Ciclismo
Tour de France 2017 – Il poker di Chris Froome: non attacca in salita, un motorino a crono. Nell’albo d’oro con i grandi
Per la quarta volta negli ultimi cinque anni Chris Froome si appresta ad affrontare il trasferimento verso Parigi, sede storica dell’ultima tappa del Tour de France, in maglia gialla. Domani sera il britannico entrerà ufficialmente nel ristretto club di coloro che anni vinto per più di tre volte la Grande Boucle, salendo a quota 4 e portandosi ad una sola lunghezza dai recordman di tutti i tempi: Bernard Hinault, Eddy Merckx, Jacques Anquetil e Miguel Indurain, staccando Lemond, Bobet e Thys in questa speciale classifica.
E si sprechino, allora, i confronti, i paragoni. Ha senso? Solo fino ad un certo punto: i numeri sottolineano la grandezza di un corridore che pur in un’epoca iperspecializzata è riuscito ad ottenere risultati incredibili, elevandosi sopra la media anche dei grandi corridori da corse a tappe. È la vittoria anche del Team Sky (sempre in maglia gialla, a parte le due tappe che si è spostata sulle spalle di Aru, con Thomas e lo stesso Froomey), arrivato nel mondo del ciclismo proprio per vincere il Tour, coronando questo obiettivo nel 2012 con Bradley Wiggins, vincendolo poi per cinque volte in sei edizioni, con l’unica eccezione di Vincenzo Nibali del 2014. Ogni epoca ciclistica ha avuto dinamiche differenti e ambienti diversi, troppo diversi per portarle ad un confronto tra loro che si fondi su solide basi.

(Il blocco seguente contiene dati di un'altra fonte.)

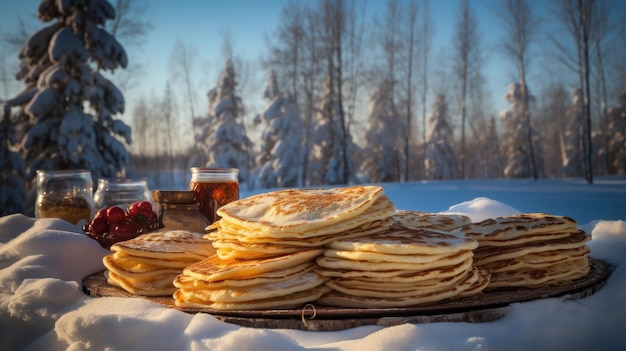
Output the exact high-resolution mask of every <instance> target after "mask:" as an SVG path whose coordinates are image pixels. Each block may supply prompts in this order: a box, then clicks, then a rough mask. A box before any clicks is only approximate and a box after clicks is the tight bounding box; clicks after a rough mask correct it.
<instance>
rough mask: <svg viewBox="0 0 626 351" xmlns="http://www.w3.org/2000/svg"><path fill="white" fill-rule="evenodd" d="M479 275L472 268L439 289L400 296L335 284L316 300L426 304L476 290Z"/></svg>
mask: <svg viewBox="0 0 626 351" xmlns="http://www.w3.org/2000/svg"><path fill="white" fill-rule="evenodd" d="M481 275H484V273H483V272H480V271H479V270H472V271H470V272H468V273H467V274H466V275H465V276H464V277H463V279H462V280H461V281H460V282H458V283H457V284H453V285H451V286H448V287H446V288H444V289H441V290H439V291H432V292H427V293H419V292H418V293H417V294H414V295H405V296H401V297H386V295H385V294H384V293H382V292H371V291H362V290H357V289H348V288H345V287H341V286H338V285H337V284H335V285H334V286H333V291H331V292H328V293H326V294H324V296H322V297H321V298H320V299H319V300H318V301H317V302H318V303H320V304H322V305H328V306H337V307H346V308H399V307H410V306H416V305H426V304H432V303H437V302H440V301H443V300H446V299H450V298H454V297H458V296H459V295H460V294H462V293H463V291H466V290H470V289H473V290H474V291H475V290H477V289H476V284H477V281H479V280H480V281H481V282H482V283H484V278H481ZM326 285H332V281H328V282H326ZM474 293H476V292H474ZM371 295H376V296H371Z"/></svg>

Si può parlare di era Froome? Molto probabilmente sì. Perché Chris è forte, ma non invincibile, riuscendo a gestire ogni situazione di corsa come se lo fosse. Possiamo parlare di era Froome per le 38 vittorie, presto 39 collezionate dal 2011 ad oggi, quasi tutte in corse di livello world Tour. Possiamo parlare di un’era Froome che sembra destinata a concludersi?
Sì, possiamo dire anche questo. Nel 2017, il keniano bianco non ha ancora avuto l’opportunità di alzare le braccia al cielo e lo farà per la prima volta domani, sui Campi Elisi. La sua prima vittoria stagionale corrisponderà con il successo al Tour, obiettivo per cui lavora e per cui si prepara in maniera meticolosa. Negli ultimi 23 giorni abbiamo visto un Froome calcolatore, forse poco spettacolare ma scientificamente vincente. Sin dalla prima cronometro ha dato l’impressione di sapere in ogni momento quello che stava facendo, correndo con un’attenzione maniacale a se stesso e a tutte le situazioni di corsa, rimanendo davanti al gruppo a costo di sprecare più energie per evitare alcun tipo di problema.
Tirando le somme, però, il Tour de France l’ha vinto quasi esclusivamente a cronometro. Sia nella prova a tic-tac di Dusseldorf che in quella di oggi è stato nettamente il migliore degli uomini di classifica. Un vantaggio non eccessivo (erano meno di 40 i chilometri contro il tempo) che però gli hanno permesso di gestirsi nelle tappe di montagna, senza mai avere la necessità di muoversi e attaccare in prima persona. Freddo e calcolatore, maturo e concentrato.
Ora, per lui, restano due grandi obiettivi: completare la doppietta con la Vuelta a España (e ci proverà tra poco più di un mese, con Vincenzo Nibali tra gli altri a sfidarlo) e poi vincere il quinto Tour de France, per diventare il più vincente di sempre (i record di Armstrong sono cancellati). Sempre meno giovane e con meno brillantezza, già nelle ultime due stagioni in calo, il 2018 potrebbe rappresentare la fine di quella che abbiamo chiamato era Froome, con il britannico che difficilmente si ritroverà dominante, con gli avversari che, ora sì, ne hanno scoperto le prime debolezze, utili quantomeno per trovare il coraggio di attaccare.